5.11 Both Ms N and Mr K were clear that they did not wish to marry ‘yet’ – in the sense that they were too young, had not lived ‘in the world’ so as to develop and grow at their own pace into maturity. Each in her/his own estimate was too young to marry, and unready for that relationship. This made no difference: their families ‘required’ the marriage for they were, according to custom, tradition and religion, at or above the requisite marriage-age.


5.12 Taking all these matters into account – including religious and cultural pressure, the pressure of tradition and the requirement to obey parents and family members (in Ms N’s case, her brother with whom she now lives upon the death of her parents), the arrangements being made without reference to the wishes of Ms N and Mr K, and going ahead despite Mr K’s express statement to his parents that he did not want to marry – it is proper to say that there was ‘no real consent’. Pressure, coercion and duress must be seen in context. Here, there is a religious context, together with a cultural context and context of tradition. The parties never lived together. They never created joint arrangements between themselves – no joint bank account, no furniture purchases or purchases that married persons generally make, no presentation of themselves as ‘married’. What presentation there was, was of ‘engagement’ and intention to marry – the intention being that of their parents (in Mr K’s case) and family (in both cases).


5.13 The appropriate outcome here is not dissolution – it is nullity. The application should be granted.


6. Final Matters


This is not to say that nullity is the appropriate provision in all instances where parties marry through ‘arrangement’ or for reasons of religion or duty or obligation. Each case must be considered on its merits. Parties must present evidence that the Court accepts, on the balance of probabilities, fulfils the requirements of section 32 of the Family Law Act. In its absence, nullity will not be granted.
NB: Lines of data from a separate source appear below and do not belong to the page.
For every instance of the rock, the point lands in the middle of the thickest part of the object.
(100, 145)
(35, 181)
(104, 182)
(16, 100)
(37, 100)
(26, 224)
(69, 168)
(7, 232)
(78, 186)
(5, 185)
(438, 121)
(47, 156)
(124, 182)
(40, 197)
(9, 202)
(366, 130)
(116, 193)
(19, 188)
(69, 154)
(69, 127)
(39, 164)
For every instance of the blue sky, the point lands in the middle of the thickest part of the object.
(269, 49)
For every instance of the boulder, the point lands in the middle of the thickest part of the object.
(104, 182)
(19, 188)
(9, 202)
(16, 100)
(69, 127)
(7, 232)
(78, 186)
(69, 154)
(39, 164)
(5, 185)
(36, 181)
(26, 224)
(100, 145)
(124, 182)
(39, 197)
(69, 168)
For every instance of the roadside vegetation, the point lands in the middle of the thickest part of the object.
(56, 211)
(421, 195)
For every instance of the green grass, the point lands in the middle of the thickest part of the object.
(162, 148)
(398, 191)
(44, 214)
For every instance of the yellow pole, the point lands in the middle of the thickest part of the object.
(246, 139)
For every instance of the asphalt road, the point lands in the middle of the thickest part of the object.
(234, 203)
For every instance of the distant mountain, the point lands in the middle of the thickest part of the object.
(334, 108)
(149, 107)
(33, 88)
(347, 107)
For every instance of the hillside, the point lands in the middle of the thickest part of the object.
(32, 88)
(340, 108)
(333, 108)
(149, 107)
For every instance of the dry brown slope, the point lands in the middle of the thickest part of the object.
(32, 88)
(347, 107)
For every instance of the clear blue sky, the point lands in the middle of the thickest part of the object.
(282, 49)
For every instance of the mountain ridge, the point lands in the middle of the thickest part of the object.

6.1 It is important that parents and families respect their children’s right to make determinations for themselves as to when and whom they will marry. This is an entitlement enshrined in the laws of Fiji, supported by international treaties, conventions and declarations.


Declaration and Orders


  1. The application for nullity made jointly by F Y N and M R K under section 32(2) (d)(i) of the Family Law Act 2003 is granted.
  2. The marriage of F Y N and M R K taking place at Meiguniah, Nadi in the Republic of the Fiji Islands on 23 August 2008 is declared void under section 32 of the Family Law Act.
  3. The marriage is thereby annulled.
  4. No order as to costs.

Jocelynne A. Scutt
Judge


1 April 2009


[1] Section 32(2) (d)(iii) is not set out as subparagraph (iii) in the Act however this is obviously an error of setting out and can be rectified easily through the Miscellaneous Provisions Bill process or a minor amendment to the Act. I have set the provision out in the way Parliament obviously intended for ease of understanding.